“‘One country two systems’ has been tested and proved time and again,” Chinese ruler Xi Jinping told his hand-picked Hong Kong audience last week, “and there is no reason to change such a good system.”
Twenty-five years into that “good system” — created when the United Kingdom signed it over to the Chinese Communist Party with the proviso it would recognize basic civil liberties in Hong Kong until 2047 — Xi was taking a victory lap.
He had successfully squelched freedom of speech and of the press.
“China’s government is,” Ian Easton writes in The Final Struggle: Inside China’s Global Strategy, “far more powerful and sophisticated than any that came before. Nazi Germany, Imperial Japan, the Soviet Union, and Putin’s Russia all pale in comparison.”

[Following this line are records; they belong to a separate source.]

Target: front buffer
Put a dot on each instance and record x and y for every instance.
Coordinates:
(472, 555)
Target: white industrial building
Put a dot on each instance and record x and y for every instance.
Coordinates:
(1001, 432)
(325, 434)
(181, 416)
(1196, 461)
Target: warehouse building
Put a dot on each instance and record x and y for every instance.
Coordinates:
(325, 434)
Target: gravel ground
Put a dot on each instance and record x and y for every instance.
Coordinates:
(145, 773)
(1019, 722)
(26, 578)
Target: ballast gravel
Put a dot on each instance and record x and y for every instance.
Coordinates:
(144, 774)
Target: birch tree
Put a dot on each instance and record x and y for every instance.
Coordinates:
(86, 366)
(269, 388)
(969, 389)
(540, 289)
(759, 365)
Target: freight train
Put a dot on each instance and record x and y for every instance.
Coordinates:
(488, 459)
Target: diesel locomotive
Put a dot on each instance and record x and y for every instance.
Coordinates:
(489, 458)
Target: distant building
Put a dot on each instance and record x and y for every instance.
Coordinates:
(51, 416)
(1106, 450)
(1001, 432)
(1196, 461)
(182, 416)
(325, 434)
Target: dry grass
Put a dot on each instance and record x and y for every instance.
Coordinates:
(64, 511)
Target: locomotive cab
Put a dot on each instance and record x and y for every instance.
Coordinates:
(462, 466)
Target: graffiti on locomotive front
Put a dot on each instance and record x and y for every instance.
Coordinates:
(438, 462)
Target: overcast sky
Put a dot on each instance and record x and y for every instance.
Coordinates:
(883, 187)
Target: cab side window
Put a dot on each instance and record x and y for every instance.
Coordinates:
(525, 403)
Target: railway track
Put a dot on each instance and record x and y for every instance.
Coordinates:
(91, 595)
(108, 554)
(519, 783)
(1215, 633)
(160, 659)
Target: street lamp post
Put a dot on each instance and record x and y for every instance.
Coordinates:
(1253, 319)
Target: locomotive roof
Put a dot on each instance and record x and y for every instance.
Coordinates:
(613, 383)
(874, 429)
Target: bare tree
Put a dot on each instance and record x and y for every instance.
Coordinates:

Easton, who studies defense and security issues involving the U.S., China, Japan, and Taiwan at the Project 2049 Institute, also pointedly suggests that it is “of national importance that Hollywood begins to make movies about China that are not censored.”
Censored by Beijing, he means.
China’s long list of tyrannies has gotten so bad that even NATO — yes, the North Atlantic Treaty Organization — has recognized the threat posed by the totalitarian country engaged in the largest military build-up in human history.
“NATO has listed China as one of its strategic priorities for the first time,” Al Jazeera reported weeks ago, “saying Beijing’s ambitions and its ‘coercive policies’ challenge the Western bloc’s ‘interests, security and values.’”
To which the Chinese objected, arguing the NATO statement “vilifies China’s foreign policy” and “China’s natural military development” and was “filled with … ideological prejudices.”
They have a point. It’s about time the West shows a bit of “bias” against totalitarianism and genocide.
This is Common Sense. I’m Paul Jacob.